It appears that you got exactly what you ordered.

You can get any thickness (plus or minus) that you want by specifying what you want on the purchase order--This would be listed as a specification change or modification.

If you go to less than 0.0003, none of the quality control portions of the specification will apply. You will have to specify that those are waived or which ones must be complied with. For instance, by going to 0.0001, you will have very close to zero salt spray resistance.

I think that you may be using the ID dimention on your thread. Remember, that both sides of the thread (ie, top and bottom) get plated so significantly affect the mating of the other part, dimentionally. some people that are tapping just use a taper tap and take it to the max. Others will reduce the thread from say a 85% to 75 %.

The final thing is looks, 0.0001 will not look as good as a 0.0005.

James Watts
- Navarre, Florida

We also have an electroless plating operation, and I too would like to know whether there is a specification, (industry, workmanship or other), for electroless nickel plating.

Joe Benz
sound technology - State College, Pennsylvania

I only have one question and one question only: is there a standard for Electroless-Nickel Plating? If there is a standard, please let me know what is it.

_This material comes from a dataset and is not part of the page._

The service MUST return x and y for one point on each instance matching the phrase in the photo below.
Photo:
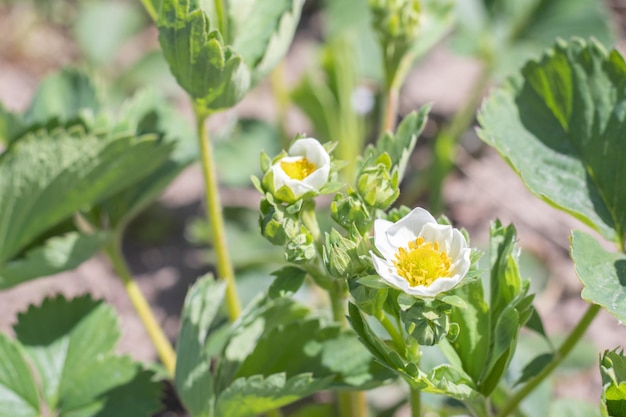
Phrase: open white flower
(420, 256)
(305, 169)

Susan [last name deleted for privacy by Editor]
steering systems - Canada

If you type "electroless nickel" into the search box at you will see that there are more than a hundred standards for electroless nickel, Sue.

Ted Mooney,
Ted Mooney, P.E.
Striving to live Aloha - Pine Beach, New Jersey

Q. How do you select a thickness for an electroless nickel plating? We will be plating new machined magnesium parts. We care about corrosion protection, abrasion resistance, lubricity. From what I've read it looks like anything from .0003" to .003" is commonly done but that's a pretty wide range.

Elaine Bogue
optics - Nashua, New Hampshire
September 17, 2010

A. Depending on how severe the application is, most people will get by with 0.001 to 0.0015. Less than the 1 thou and corrosion resistance is frequently poor.
2 thou is a very good number, but it costs more and may not be necessary. As you approach 3 thou, problems start to arise in many plating shops. It basically takes special chemistry to get higher than 3 thou.(and that normally is very expensive)

James Watts
- Navarre, Florida

This may not make sense but I'll try my best to explain. The plating builds up on the 30° face of a given thread. The mating thread however can't move perpendicular to the thread face, it has to move axially inward (or outward depending of if you're plating the male or female thread). This inward movement can be solved as the hypotenuse of a right angle triangle where the angle is 30 deg and opposite side is the nominal plate thickness. The inner movement is therefore twice the plating thickness.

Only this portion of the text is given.